Они помолчали, неловкость постепенно таяла в тёплом ночном воздухе. Шум праздника отодвинулся куда-то далеко, стал просто фоном.

«Меня Иван зовут», — наконец сказал он, чувствуя, что должен представиться, как перед чем-то важным.

«Я знаю, — улыбнулась Марьюшка. — А я — Марья. Но все Марьюшкой зовут».

«Марьюшка... — повторил Иван, и имя это на его языке прозвучало как-то особенно ласково и прочно. — Разреши проводить? До дома?»

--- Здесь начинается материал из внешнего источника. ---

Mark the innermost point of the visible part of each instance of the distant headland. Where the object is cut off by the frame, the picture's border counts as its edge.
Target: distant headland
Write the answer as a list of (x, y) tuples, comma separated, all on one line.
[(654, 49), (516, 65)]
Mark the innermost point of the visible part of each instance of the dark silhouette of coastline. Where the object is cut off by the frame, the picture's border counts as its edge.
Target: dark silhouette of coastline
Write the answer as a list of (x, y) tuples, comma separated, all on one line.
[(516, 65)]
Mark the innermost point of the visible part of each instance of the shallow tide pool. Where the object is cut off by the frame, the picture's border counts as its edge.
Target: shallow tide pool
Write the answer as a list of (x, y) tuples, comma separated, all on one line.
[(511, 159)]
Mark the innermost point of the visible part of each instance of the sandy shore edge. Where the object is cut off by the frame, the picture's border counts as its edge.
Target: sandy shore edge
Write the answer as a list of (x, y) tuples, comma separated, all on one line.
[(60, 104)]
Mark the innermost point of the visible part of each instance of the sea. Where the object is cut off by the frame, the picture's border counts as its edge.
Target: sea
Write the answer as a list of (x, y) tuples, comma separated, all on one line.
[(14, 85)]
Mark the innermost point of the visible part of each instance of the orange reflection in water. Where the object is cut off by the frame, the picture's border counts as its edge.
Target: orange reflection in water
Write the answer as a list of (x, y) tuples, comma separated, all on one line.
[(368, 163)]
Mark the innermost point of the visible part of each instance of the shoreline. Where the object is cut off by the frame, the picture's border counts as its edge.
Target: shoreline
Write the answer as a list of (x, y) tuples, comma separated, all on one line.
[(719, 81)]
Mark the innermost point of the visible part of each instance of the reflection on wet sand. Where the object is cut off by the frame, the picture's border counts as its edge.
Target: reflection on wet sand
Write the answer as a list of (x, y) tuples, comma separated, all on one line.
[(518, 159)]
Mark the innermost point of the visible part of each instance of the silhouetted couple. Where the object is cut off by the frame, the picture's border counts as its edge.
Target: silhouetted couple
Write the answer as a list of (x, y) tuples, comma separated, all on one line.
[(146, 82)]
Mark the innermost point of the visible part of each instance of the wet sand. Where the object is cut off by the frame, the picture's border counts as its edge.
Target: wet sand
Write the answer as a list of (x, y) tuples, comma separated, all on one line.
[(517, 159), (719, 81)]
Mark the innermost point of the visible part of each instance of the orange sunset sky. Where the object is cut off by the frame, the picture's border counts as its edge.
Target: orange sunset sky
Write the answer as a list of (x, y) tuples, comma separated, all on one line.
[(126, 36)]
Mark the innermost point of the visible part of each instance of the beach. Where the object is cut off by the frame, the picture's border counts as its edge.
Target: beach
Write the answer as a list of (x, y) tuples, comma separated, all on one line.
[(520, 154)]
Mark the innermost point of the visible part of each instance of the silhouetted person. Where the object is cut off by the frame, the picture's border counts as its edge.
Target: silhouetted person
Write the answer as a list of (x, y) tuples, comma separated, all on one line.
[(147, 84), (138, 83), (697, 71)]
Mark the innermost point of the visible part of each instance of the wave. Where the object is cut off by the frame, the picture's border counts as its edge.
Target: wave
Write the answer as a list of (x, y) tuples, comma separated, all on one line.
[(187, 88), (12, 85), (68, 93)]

Она кивнула, и они пошли, обогнув толпу, ступая по мягкой траве, усеянной росой. Сначала шли молча, слушая, как позади смех и музыка постепенно затихают. Потом заговорили. Сначала о пустяках: о том, каким тёплым выдалось лето, о том, что грибов в этом году видимо-невидимо, о проделках Марьюшкиного кота Васьки, который вечно норовил утащить из кузницы какую-нибудь блестящую железяку. И потом разговор стал глубже, будто сам ночной воздух располагал к доверию. Иван рассказал, как любит слушать, как шумит дождь по крыше, и как однажды нашёл в лесу лисёнка со сломанной лапкой и выходил его. Марьюшка поделилась, что мечтает увидеть море — не на картинке, а настоящее, бескрайнее, и что тайком от отца учится читать по старому букварю, что остался от матери.

«А ты, Иван, о чём мечтаешь?» — спросила она, остановившись у калитки своего дома.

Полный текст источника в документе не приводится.